Expression with BBa_K2609013

The composite part containing gp37-M2 under a T7 promoter (with a 6xHis Tag followed by an enterokinase site on the N-term) was transformed into BL21 (DE3) and was induced at an OD of 0.6 (250uM IPTG) at 25°C for 16hrs. The cell pellet was run on a SDS-PAGE gel to check for expression of the protein.

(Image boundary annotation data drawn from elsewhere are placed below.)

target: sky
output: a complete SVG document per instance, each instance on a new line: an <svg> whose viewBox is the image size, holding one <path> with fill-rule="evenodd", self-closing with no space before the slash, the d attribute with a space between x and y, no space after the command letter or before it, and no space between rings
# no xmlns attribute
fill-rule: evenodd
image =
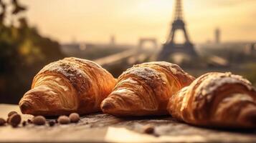
<svg viewBox="0 0 256 143"><path fill-rule="evenodd" d="M62 43L136 44L140 38L166 39L174 0L21 0L29 23ZM256 41L256 0L184 0L184 18L194 43ZM179 37L181 37L179 35ZM179 38L178 38L179 39Z"/></svg>

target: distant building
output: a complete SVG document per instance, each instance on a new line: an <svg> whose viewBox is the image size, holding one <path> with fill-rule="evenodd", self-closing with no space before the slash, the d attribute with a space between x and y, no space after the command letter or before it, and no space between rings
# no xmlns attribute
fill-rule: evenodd
<svg viewBox="0 0 256 143"><path fill-rule="evenodd" d="M220 43L220 30L218 28L215 29L215 43Z"/></svg>

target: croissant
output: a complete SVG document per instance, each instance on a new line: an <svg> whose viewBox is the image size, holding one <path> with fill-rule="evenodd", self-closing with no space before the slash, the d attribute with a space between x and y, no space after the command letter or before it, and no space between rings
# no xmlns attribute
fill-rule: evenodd
<svg viewBox="0 0 256 143"><path fill-rule="evenodd" d="M167 106L173 117L209 127L256 127L256 91L231 73L208 73L173 95Z"/></svg>
<svg viewBox="0 0 256 143"><path fill-rule="evenodd" d="M19 104L22 113L33 115L95 112L115 84L113 77L96 63L65 58L45 66Z"/></svg>
<svg viewBox="0 0 256 143"><path fill-rule="evenodd" d="M178 65L164 61L135 65L118 79L103 100L103 112L116 116L166 114L170 97L194 78Z"/></svg>

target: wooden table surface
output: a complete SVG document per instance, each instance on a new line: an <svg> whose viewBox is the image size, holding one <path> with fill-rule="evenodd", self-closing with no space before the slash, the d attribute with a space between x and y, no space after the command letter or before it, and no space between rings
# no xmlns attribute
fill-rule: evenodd
<svg viewBox="0 0 256 143"><path fill-rule="evenodd" d="M0 117L10 111L20 113L17 105L0 104ZM32 118L22 115L22 119ZM151 124L154 134L142 133ZM217 130L179 122L169 116L121 119L102 113L83 116L77 124L17 128L0 127L0 142L256 142L255 130Z"/></svg>

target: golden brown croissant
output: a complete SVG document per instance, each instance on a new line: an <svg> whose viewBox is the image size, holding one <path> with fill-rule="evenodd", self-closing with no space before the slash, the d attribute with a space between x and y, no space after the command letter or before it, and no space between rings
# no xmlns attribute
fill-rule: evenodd
<svg viewBox="0 0 256 143"><path fill-rule="evenodd" d="M45 66L19 104L22 113L34 115L95 112L115 84L113 76L97 64L65 58Z"/></svg>
<svg viewBox="0 0 256 143"><path fill-rule="evenodd" d="M173 95L169 113L185 122L214 127L256 127L256 91L231 73L208 73Z"/></svg>
<svg viewBox="0 0 256 143"><path fill-rule="evenodd" d="M166 114L170 97L194 79L171 63L135 65L118 77L113 92L103 100L101 109L117 116Z"/></svg>

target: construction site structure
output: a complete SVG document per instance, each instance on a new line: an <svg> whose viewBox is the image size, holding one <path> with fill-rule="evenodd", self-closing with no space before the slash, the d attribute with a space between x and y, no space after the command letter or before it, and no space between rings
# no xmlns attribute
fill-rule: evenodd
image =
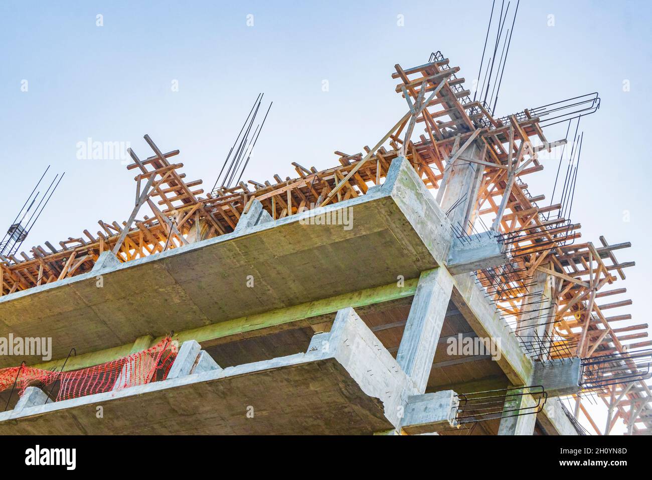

Bands were found near 25kDa as opposed to 44kDa which is the expected size of the protein. The production of the expected protein from this part is hence non-conclusive.

References

[1] Leiman, Petr G., et al. "Three-dimensional rearrangement of proteins in the tail of bacteriophage T4 on infection of its host." Cell 118.4 (2004): 419-429.
[2] Yoichi, Masatoshi, et al. "Alteration of tail fiber protein gp38 enables T2 phage to infect Escherichia coli O157: H7." Journal of biotechnology 115.1 (2005): 101-107.
[3] Rakhuba, D. V., et al. "Bacteriophage receptors, mechanisms of phage adsorption and penetration into host cell." Pol. J. Microbiol 59.3 (2010): 145-155.
[4] Bartual, Sergio G., et al. "Structure of the bacteriophage T4 long tail fiber receptor-binding tip." Proceedings of the National Academy of Sciences 107.47 (2010): 20287-20292.